Draco let himself be held as the minutes and seconds ticked away. 

He learned forward and pulled Harry into his arms at the very moment that the _Tempus_ sounded. 

_Five minutes_. That had been all he needed. Now it was up and he’d have his answer.

“I love you,” Draco murmured. He knew that the words weren't enough but they were all that he had. He closed his eyes, burying his head in the knotty wool of Harry’s sweater. “I love you. I love you and I can’t look, Harry! What does it say?”

For a moment there was quiet. 

His pulse raced and his heart danced in his chest. Merlin, but Draco wanted this baby. His soul clung to the future that Harry’s words had promised. He tried to speak, tried to ask but his mouth wouldn’t – _couldn’t_ – form the words. 

“Oh Circe,” came Harry’s tremulous voice, breaking the silence. His big, strong Auror husband was shaking but then so was he. “You need to open your eyes, Draco. You need to look at this test. Iridescent purple, Draco! You’re _pregnant!_ We’re having a baby.”

It was as if, for a moment, the world paused to reorient itself. Draco knew his eyes were wet but he made no attempt to wipe away his tears. 

“It’s the best Christmas present,” Harry said, his voice thick with emotion. “I love you, Draco. Thank you.”
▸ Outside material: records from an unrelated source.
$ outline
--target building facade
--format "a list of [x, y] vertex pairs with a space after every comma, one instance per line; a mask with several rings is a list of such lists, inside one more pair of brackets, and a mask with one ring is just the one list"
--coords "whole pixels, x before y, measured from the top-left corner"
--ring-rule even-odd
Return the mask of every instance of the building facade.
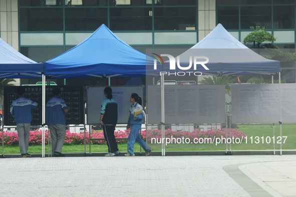
[[[102, 24], [145, 53], [147, 48], [185, 51], [220, 23], [241, 42], [264, 29], [276, 37], [273, 44], [295, 53], [295, 2], [1, 0], [0, 36], [30, 59], [44, 62], [79, 44]], [[282, 78], [295, 83], [295, 63], [281, 67]]]

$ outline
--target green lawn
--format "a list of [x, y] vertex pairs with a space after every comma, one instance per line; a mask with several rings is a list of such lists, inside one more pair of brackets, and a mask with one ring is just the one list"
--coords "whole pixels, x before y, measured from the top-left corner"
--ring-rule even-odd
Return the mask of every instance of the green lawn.
[[[236, 125], [237, 129], [247, 134], [247, 140], [243, 140], [241, 143], [232, 143], [231, 145], [232, 150], [272, 150], [273, 128], [272, 125]], [[279, 138], [280, 127], [279, 125], [275, 126], [275, 149], [280, 149], [280, 140]], [[283, 125], [282, 126], [282, 149], [283, 150], [296, 149], [296, 125]], [[269, 142], [269, 140], [270, 141]], [[285, 140], [284, 143], [283, 140]], [[153, 151], [161, 151], [161, 144], [149, 144]], [[119, 150], [127, 151], [127, 144], [118, 144]], [[229, 149], [230, 145], [228, 145]], [[165, 146], [166, 151], [200, 151], [200, 150], [224, 150], [226, 149], [225, 143], [180, 143], [168, 144]], [[86, 153], [89, 152], [89, 144], [86, 145]], [[134, 151], [140, 151], [140, 146], [138, 144], [135, 146]], [[142, 150], [143, 151], [143, 150]], [[48, 151], [48, 146], [46, 146], [46, 152]], [[92, 152], [107, 152], [107, 145], [92, 145]], [[32, 145], [29, 147], [29, 153], [39, 153], [42, 152], [41, 145]], [[6, 146], [4, 147], [5, 154], [20, 153], [18, 146]], [[84, 152], [84, 145], [64, 145], [63, 152]]]

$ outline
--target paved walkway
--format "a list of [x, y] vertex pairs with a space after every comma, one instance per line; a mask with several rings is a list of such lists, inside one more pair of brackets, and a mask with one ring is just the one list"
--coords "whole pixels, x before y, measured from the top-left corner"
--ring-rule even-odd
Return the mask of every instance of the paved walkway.
[[1, 196], [296, 196], [295, 155], [5, 158], [0, 167]]

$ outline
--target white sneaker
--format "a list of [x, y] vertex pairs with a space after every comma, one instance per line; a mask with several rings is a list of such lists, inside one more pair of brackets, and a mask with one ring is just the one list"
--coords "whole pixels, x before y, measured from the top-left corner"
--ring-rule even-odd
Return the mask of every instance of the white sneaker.
[[120, 154], [120, 151], [119, 151], [119, 150], [117, 150], [117, 151], [114, 152], [114, 154], [115, 154], [115, 155], [117, 155]]
[[107, 153], [105, 155], [105, 156], [115, 156], [115, 154], [114, 153], [112, 153], [112, 152], [108, 152], [108, 153]]

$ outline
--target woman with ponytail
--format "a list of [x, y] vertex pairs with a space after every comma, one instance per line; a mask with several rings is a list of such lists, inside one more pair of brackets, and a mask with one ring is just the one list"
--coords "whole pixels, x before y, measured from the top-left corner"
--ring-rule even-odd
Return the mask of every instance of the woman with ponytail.
[[117, 102], [113, 98], [112, 89], [110, 87], [105, 88], [104, 94], [106, 98], [102, 102], [100, 123], [103, 127], [104, 137], [108, 145], [108, 153], [105, 156], [115, 156], [120, 154], [114, 135], [117, 123]]
[[151, 148], [148, 147], [146, 142], [142, 139], [139, 131], [143, 123], [143, 119], [145, 117], [145, 112], [142, 104], [142, 99], [137, 94], [133, 93], [131, 96], [130, 101], [132, 105], [130, 107], [130, 115], [127, 123], [127, 129], [132, 125], [130, 134], [127, 140], [127, 153], [125, 156], [135, 156], [134, 146], [137, 142], [145, 150], [146, 156], [150, 155]]

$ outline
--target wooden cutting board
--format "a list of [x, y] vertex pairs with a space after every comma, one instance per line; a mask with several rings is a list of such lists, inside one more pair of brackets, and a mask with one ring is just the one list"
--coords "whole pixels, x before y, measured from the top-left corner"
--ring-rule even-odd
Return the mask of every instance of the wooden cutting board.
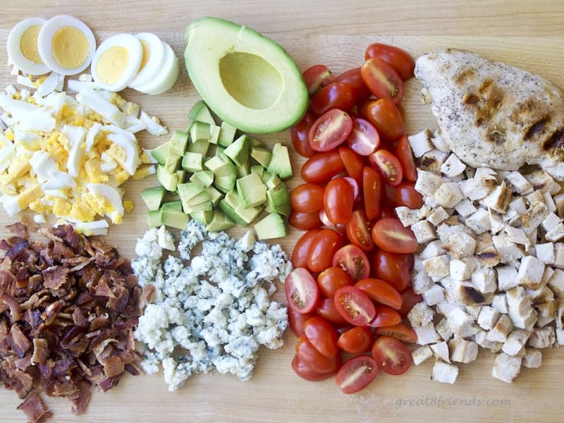
[[[322, 63], [336, 72], [362, 64], [366, 47], [374, 42], [403, 47], [414, 56], [446, 47], [472, 49], [491, 59], [505, 61], [561, 83], [564, 8], [561, 2], [538, 7], [522, 1], [473, 1], [450, 6], [436, 0], [419, 6], [398, 1], [312, 1], [290, 0], [271, 4], [259, 0], [230, 1], [13, 1], [2, 6], [0, 14], [0, 87], [15, 83], [9, 75], [4, 47], [9, 29], [31, 16], [49, 18], [66, 13], [82, 19], [94, 31], [98, 42], [122, 32], [151, 31], [169, 42], [182, 58], [183, 29], [202, 16], [218, 16], [265, 32], [295, 58], [301, 69]], [[95, 4], [94, 4], [95, 3]], [[234, 4], [237, 3], [237, 4]], [[309, 3], [309, 4], [308, 4]], [[419, 3], [419, 2], [417, 2]], [[80, 4], [80, 6], [79, 6]], [[388, 34], [389, 35], [379, 35]], [[407, 127], [412, 133], [435, 127], [429, 108], [421, 104], [421, 86], [410, 81], [403, 105]], [[185, 71], [174, 88], [165, 94], [149, 97], [133, 91], [123, 93], [158, 116], [169, 128], [185, 127], [185, 116], [198, 99]], [[288, 132], [258, 137], [264, 143], [291, 145]], [[142, 147], [151, 148], [167, 140], [148, 135], [140, 137]], [[295, 174], [303, 160], [292, 157]], [[299, 176], [290, 181], [293, 188]], [[123, 256], [133, 258], [137, 237], [147, 228], [145, 209], [139, 193], [155, 184], [152, 178], [125, 185], [125, 198], [135, 210], [121, 226], [113, 226], [108, 240]], [[12, 223], [0, 211], [0, 223]], [[234, 229], [239, 235], [243, 230]], [[0, 229], [0, 236], [6, 233]], [[292, 230], [278, 240], [286, 251], [300, 236]], [[282, 299], [283, 296], [279, 295]], [[432, 360], [413, 367], [403, 376], [381, 373], [361, 393], [345, 396], [333, 379], [312, 384], [297, 377], [290, 367], [295, 338], [286, 334], [281, 349], [261, 350], [250, 381], [219, 374], [197, 375], [178, 391], [169, 393], [162, 374], [127, 376], [105, 393], [96, 393], [85, 415], [70, 412], [64, 399], [49, 399], [52, 422], [381, 422], [481, 421], [557, 422], [562, 418], [558, 404], [563, 388], [564, 348], [546, 350], [543, 366], [523, 369], [513, 384], [491, 376], [493, 355], [482, 352], [479, 360], [460, 366], [456, 384], [429, 380]], [[0, 422], [23, 422], [16, 410], [16, 393], [0, 388]]]

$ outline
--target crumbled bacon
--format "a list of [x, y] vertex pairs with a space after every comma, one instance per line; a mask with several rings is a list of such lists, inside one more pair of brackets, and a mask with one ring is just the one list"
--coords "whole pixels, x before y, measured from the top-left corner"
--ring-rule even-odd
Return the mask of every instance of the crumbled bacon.
[[[130, 263], [70, 226], [21, 223], [0, 240], [0, 381], [25, 400], [30, 422], [50, 412], [39, 393], [63, 396], [84, 412], [91, 387], [142, 373], [133, 330], [152, 293], [137, 286]], [[30, 241], [39, 231], [47, 242]]]

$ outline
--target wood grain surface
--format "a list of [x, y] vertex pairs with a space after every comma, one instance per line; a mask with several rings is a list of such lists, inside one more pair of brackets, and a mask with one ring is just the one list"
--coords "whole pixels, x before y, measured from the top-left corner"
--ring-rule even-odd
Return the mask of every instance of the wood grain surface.
[[[0, 87], [14, 83], [9, 75], [5, 46], [9, 29], [31, 16], [58, 13], [75, 16], [90, 25], [99, 42], [116, 32], [151, 31], [169, 42], [179, 57], [184, 49], [183, 29], [202, 16], [217, 16], [254, 27], [278, 41], [302, 69], [324, 63], [339, 73], [362, 63], [367, 45], [376, 41], [402, 47], [412, 55], [459, 47], [488, 58], [520, 66], [562, 83], [564, 58], [564, 4], [534, 1], [338, 1], [260, 0], [238, 1], [4, 1], [0, 12]], [[435, 123], [422, 105], [421, 86], [406, 86], [403, 105], [410, 133]], [[185, 71], [169, 92], [149, 97], [125, 90], [123, 95], [160, 117], [170, 128], [184, 128], [185, 116], [198, 99]], [[290, 145], [288, 133], [259, 136], [265, 144]], [[166, 140], [142, 135], [150, 148]], [[303, 162], [293, 155], [295, 174]], [[289, 183], [300, 183], [299, 177]], [[152, 178], [130, 181], [125, 197], [135, 209], [121, 226], [112, 226], [108, 238], [124, 256], [134, 257], [137, 237], [147, 228], [139, 193], [155, 184]], [[14, 221], [0, 211], [0, 223]], [[232, 233], [240, 235], [242, 230]], [[300, 233], [291, 231], [279, 240], [288, 252]], [[0, 229], [0, 236], [6, 235]], [[279, 297], [282, 298], [281, 295]], [[120, 385], [96, 393], [85, 415], [73, 416], [64, 399], [48, 400], [52, 422], [561, 422], [560, 402], [564, 348], [546, 350], [543, 366], [525, 369], [513, 384], [491, 376], [493, 355], [482, 352], [477, 362], [460, 366], [455, 385], [429, 380], [432, 360], [413, 367], [400, 377], [381, 374], [360, 394], [345, 396], [333, 379], [311, 384], [290, 367], [295, 338], [275, 351], [261, 350], [250, 381], [241, 383], [223, 374], [197, 375], [176, 392], [167, 391], [162, 374], [124, 377]], [[0, 422], [24, 422], [16, 410], [16, 393], [0, 389]]]

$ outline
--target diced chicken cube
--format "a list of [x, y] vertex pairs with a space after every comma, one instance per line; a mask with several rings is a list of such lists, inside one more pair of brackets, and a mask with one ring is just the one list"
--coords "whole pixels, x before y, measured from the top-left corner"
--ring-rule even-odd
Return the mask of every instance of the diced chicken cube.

There weren't words for how Draco felt. He’d always been speechless when it came to Harry. Every word in the language was pale and insufficient when it came to this life that Harry and he had made together. 

Harry and he had built a family, a home and genuinely happy lives and now they were going to have another baby to love. He looked across at his husband, amazed. Of all the lives that he might have chosen, Draco would have picked none but this one. 

~~The End ~~

**Author's Note:**

> Happy Christmas and a safe 2021 to all of you.